E’ impossibile non scorgerla da lontano in mezzo al piattume del deserto: una macchia verde scuro circondata da accampamenti e costruzioni berbere.
Entrando dentro l’oasi ci si trova immersi in un verde tropicale con palme e tantissima vegetazione lussureggiante. Una vera ricchezza per la gente che vive qui.
L’acqua proviene da sorgenti termali sotterranee che, risalendo in superficie, creano delle bellissime piscine naturali (l’acqua è molto più chiara di quella dell’accampamento).
Purtroppo il posto è molto frequentato da turisti e quindi è meno affascinante dell’accampamento da cui provenivamo.
Arrivati dalla parte opposta dell’oasi proseguiamo a piedi e, uscendo dall’area verde, ci ritroviamo davanti ad uno spettacolo mozzafiato: dune di sabbia rossa tutto intorno.
Non sono le dune dell’Erg, quelle alte e difficili da scalare, ma lo spettacolo è altrettanto bello e soprattutto unico, visto che degli enormi nuvoloni incombono e la sabbia è bagnata.
Facciamo tante foto e poi inizia a piovigginare. Ci bagniamo un po’, è piacevole, non capita tutti i giorni di fare una doccia a cielo aperto nel deserto del Sahara.
Torniamo nella jeep.
Si parte per Douz, altra oasi alle porte del Sahara. La strada è sempre più impervia e bellissima. Si seguono piste, si devia scavalcando dune che nella note le hanno ricoperte, sembra di stare su un “tacadà”.
Il paesaggio intorno è … desertico!
Enormi nuvole e un po’ di pioggia continuano a farci compagnia.
Ci fermiamo per una sosta in un punto di ristoro: il caffè Bir Soltane. E’ un punto di riferimento sulla strada che congiunge Douz con Ksar Ghilane. Praticamente ci si fermano tutti. La pista che ci passa davanti è chiamata “del pipe-line” perché lateralmente alla strada si notano i tubi utilizzati per la costruzione e riparazione e delle condutture che trasportano benzina (o petrolio) attraverso la Tunisia.
Un ciuco si ferma sulla strada e osserva i mezzi che passano (tanti, se si pensa che siamo nel deserto), un WC sembra costruito in mezzo al nulla, un cartello indica lavori in corso ma davanti c’è solo deserto.

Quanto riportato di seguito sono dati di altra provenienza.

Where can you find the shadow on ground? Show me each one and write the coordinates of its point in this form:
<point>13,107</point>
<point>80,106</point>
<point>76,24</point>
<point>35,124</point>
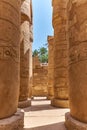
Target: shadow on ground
<point>56,126</point>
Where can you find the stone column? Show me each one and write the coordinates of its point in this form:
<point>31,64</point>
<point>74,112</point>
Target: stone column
<point>60,54</point>
<point>10,118</point>
<point>50,67</point>
<point>77,118</point>
<point>25,50</point>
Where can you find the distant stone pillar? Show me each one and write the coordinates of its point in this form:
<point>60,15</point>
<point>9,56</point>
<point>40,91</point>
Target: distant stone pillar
<point>60,54</point>
<point>50,67</point>
<point>25,50</point>
<point>77,118</point>
<point>9,65</point>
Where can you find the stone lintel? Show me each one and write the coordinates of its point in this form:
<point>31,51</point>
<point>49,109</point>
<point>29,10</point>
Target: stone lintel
<point>73,124</point>
<point>60,103</point>
<point>15,122</point>
<point>24,104</point>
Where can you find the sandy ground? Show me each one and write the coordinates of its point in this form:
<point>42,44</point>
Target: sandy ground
<point>42,116</point>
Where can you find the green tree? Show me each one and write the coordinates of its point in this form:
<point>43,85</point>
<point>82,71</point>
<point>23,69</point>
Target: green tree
<point>42,53</point>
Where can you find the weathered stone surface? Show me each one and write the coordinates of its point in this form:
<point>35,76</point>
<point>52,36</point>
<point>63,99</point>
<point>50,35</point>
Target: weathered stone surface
<point>24,104</point>
<point>40,78</point>
<point>61,83</point>
<point>78,59</point>
<point>60,103</point>
<point>50,67</point>
<point>25,53</point>
<point>9,56</point>
<point>73,124</point>
<point>15,122</point>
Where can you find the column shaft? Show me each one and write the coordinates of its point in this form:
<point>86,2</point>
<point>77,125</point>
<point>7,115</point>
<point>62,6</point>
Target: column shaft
<point>9,56</point>
<point>60,54</point>
<point>77,64</point>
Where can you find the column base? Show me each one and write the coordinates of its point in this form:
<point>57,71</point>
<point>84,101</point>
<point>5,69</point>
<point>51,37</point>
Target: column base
<point>60,103</point>
<point>50,97</point>
<point>73,124</point>
<point>15,122</point>
<point>24,104</point>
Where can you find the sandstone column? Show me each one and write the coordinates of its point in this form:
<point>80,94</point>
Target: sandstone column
<point>9,65</point>
<point>60,54</point>
<point>25,53</point>
<point>77,119</point>
<point>50,67</point>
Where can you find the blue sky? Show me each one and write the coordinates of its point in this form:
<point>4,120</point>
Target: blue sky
<point>42,22</point>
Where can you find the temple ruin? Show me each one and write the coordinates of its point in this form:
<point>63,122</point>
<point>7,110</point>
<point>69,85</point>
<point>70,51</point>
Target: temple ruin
<point>62,80</point>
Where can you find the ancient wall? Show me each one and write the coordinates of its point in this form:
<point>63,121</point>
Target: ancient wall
<point>25,52</point>
<point>40,78</point>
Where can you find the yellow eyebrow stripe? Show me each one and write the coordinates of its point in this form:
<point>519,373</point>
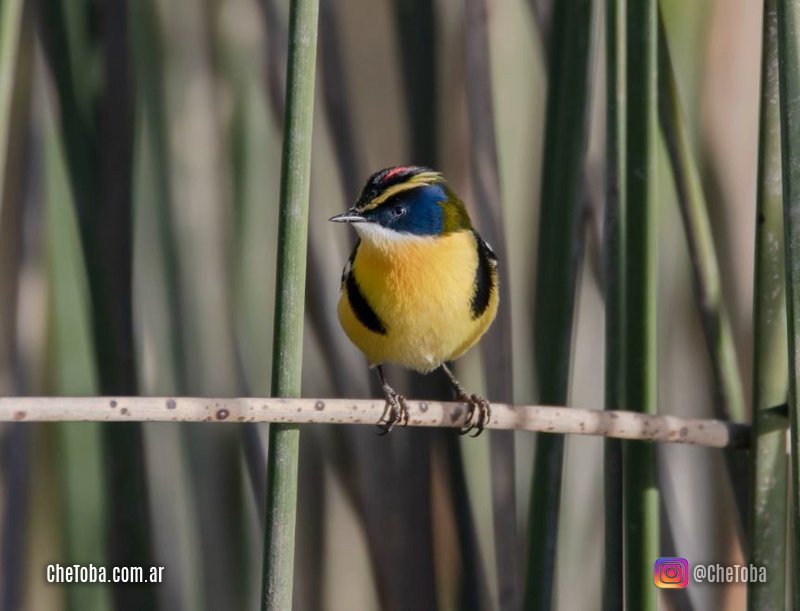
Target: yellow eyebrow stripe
<point>418,180</point>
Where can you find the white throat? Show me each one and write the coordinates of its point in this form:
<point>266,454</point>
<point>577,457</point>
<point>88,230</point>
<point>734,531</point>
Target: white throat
<point>380,236</point>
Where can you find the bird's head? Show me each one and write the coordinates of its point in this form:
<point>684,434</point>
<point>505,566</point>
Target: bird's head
<point>406,202</point>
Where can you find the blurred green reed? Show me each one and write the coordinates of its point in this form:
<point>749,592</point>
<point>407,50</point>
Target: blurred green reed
<point>615,266</point>
<point>768,474</point>
<point>639,336</point>
<point>559,252</point>
<point>789,86</point>
<point>706,278</point>
<point>195,161</point>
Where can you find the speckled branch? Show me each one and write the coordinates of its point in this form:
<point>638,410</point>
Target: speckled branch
<point>539,418</point>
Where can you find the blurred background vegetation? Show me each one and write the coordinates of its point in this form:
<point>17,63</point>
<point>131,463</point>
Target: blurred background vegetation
<point>139,169</point>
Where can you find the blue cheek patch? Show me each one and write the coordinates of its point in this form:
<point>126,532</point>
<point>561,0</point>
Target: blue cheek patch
<point>424,214</point>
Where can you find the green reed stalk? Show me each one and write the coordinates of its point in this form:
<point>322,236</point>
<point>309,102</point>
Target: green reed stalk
<point>10,28</point>
<point>615,219</point>
<point>284,440</point>
<point>789,85</point>
<point>559,249</point>
<point>639,368</point>
<point>770,367</point>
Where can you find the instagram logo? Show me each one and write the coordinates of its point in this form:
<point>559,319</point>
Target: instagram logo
<point>671,572</point>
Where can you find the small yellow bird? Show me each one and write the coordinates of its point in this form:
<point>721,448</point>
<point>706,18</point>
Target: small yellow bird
<point>420,287</point>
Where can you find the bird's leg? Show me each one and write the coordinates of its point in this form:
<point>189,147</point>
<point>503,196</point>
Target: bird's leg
<point>479,409</point>
<point>396,410</point>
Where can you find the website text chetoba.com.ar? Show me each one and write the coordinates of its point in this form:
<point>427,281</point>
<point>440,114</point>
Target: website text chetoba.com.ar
<point>672,572</point>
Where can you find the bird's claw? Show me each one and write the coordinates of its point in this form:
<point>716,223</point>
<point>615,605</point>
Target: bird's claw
<point>479,414</point>
<point>395,412</point>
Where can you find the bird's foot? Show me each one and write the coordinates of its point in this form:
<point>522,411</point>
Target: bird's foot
<point>479,413</point>
<point>395,412</point>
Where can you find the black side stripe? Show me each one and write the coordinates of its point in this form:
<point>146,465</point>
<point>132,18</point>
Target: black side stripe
<point>484,279</point>
<point>361,308</point>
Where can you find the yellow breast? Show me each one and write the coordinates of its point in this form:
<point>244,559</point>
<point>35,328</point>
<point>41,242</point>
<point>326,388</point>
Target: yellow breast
<point>420,290</point>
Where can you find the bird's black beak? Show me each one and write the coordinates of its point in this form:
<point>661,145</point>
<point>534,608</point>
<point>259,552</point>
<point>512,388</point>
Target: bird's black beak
<point>348,217</point>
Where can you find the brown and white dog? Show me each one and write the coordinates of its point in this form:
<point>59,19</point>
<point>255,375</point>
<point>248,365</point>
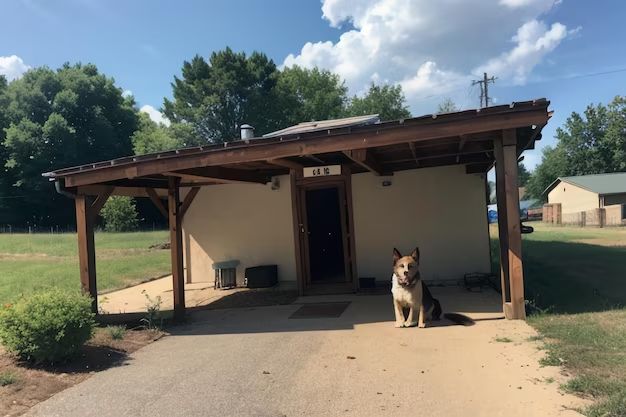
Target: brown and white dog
<point>409,291</point>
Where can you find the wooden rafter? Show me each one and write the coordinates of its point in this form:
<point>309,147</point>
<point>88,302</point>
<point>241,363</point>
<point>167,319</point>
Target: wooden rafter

Entriamo nel ristoro.
Una folla di turisti fanno la fila per comprare il pane che viene cotto al momento sotto la cenere.
Io e Adele compriamo qualcosa da bere e ci sediamo fuori in attesa di ripartire.
Lungo la pista passa di tutto, jeep di turisti, camion che trasportano i materiali per la costruzione degli oleodotti, camioncini che trasportano animali (pecore, cammelli, capre, ecc…) carretti trainati da asini e amanti dell’avventura che viaggiano su moto da enduro superequipaggiate.
E’ il momento di ripartire verso Douz: risaliamo in jeep.
Arrivati a Douz facciamo un giro del mercato al centro del villaggio. E’ un mercato molto vivace dove si vendono animali, spezie, ma soprattutto tanta frutta. Facciamo un giro per le strade del mercato e poi ci infiliamo dentro alcuni vicoli scoprendo la varietà di porte colorate che ci stanno accompagnando in tutta questa vacanza. Le fotografiamo tutte così le potremo raccogliere tutte in un quadro. Le porte sono una particolarità della Tunisia. Se si vede un cantiere di una casa in costruzione, si può notare che la porta è la prima cosa che viene costruita; di solito è azzurra con dei disegni tipici.
Finita la visita del centro di Douz si va in hotel per il pranzo.
Finito il pranzo partiamo per la gita pomeridiana. Sappiamo già che verso il tramonto dovremo andare verso le dune in cammello per assistere allo spettacolo del tramonto, ma il tempo sembra molto contrario a tutto ciò.
Le jeep partono verso la grande duna di Offra. Si trova non molto distante da Douz ed è la meta pomeridiana di tutti i fuoristrada che si trovano nella zona.
Arriviamo insieme alle altre jeep del nostro gruppo prendendo la rincorsa dal basso fino a fermarci in cima alla duna. La sabbia, a differenza di Ksar Ghilane è molto più chiara, più gialla. Dalla cima della duna si vede il deserto fino all’orizzonte, poi ci sono le nuvole nerissime che minacciano qualcosa di grosso.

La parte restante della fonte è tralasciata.